Pictured Tales marries a conceptual approach to writing with that of photo collage, effectively producing a hybrid work. By imaginatively pairing found images and text, the related practices of appropriation and reframing are brought into focus. Some might question whether this work has any merit or standing as poetry. The principle barrier to recognizing the value of appropriation in the literary arts seems to be the problem of what constitutes authorship. While the art world has largely accepted the practice of appropriation tout court, much of the literary world seems resistant to the idea that wholesale appropriation of text can be a matter of authorship, or that anything original or creative can come of repurposing found material in this way. It may be, however, that it is not the appropriation and reframing of written material per se that the literary world finds objectionable, rather, it is the presumed negation of authorial intent and creative agency that is the problem.

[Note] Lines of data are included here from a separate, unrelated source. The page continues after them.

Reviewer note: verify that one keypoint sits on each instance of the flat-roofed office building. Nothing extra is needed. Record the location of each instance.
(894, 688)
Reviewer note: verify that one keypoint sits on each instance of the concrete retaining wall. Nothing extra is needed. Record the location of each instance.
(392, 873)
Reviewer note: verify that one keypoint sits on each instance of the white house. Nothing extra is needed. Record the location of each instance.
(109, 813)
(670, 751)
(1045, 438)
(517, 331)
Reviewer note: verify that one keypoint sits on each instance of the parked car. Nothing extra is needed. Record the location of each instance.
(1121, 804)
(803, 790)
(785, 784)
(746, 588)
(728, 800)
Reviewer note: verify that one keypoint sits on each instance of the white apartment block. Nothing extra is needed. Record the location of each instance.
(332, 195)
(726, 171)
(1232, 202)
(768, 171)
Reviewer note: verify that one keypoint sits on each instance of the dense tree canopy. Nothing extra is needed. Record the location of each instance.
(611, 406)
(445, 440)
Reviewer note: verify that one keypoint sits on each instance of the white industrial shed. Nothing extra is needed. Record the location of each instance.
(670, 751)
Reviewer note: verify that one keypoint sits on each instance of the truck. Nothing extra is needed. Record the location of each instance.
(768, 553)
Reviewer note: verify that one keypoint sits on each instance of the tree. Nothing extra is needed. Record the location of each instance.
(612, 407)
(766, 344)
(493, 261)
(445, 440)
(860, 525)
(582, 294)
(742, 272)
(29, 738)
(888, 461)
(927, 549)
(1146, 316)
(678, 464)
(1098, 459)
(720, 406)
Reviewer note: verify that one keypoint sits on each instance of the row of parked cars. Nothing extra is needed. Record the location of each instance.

In the broadest sense, all works of art, literary or otherwise, even those deemed highly original, unique or stylistically distinctive, are ultimately matters of appropriation and repurposing, at least indirectly. Artists absorb culture, consciously or otherwise, in a myriad of ways, cognitively processing and repurposing its material as they see fit in equally varied and unique ways. “Originality,” like that of “authorship” is not only better understood in light of the process of absorbing culture, it can be revitalized as a cornerstone of creativity when the notion of it arising ex nihilo is discarded. Inspired art, particularly experimental or hybrid work that makes use of existing material, can contribute new understanding to what constitutes originality in part by foregrounding the practices of appropriation and reframing.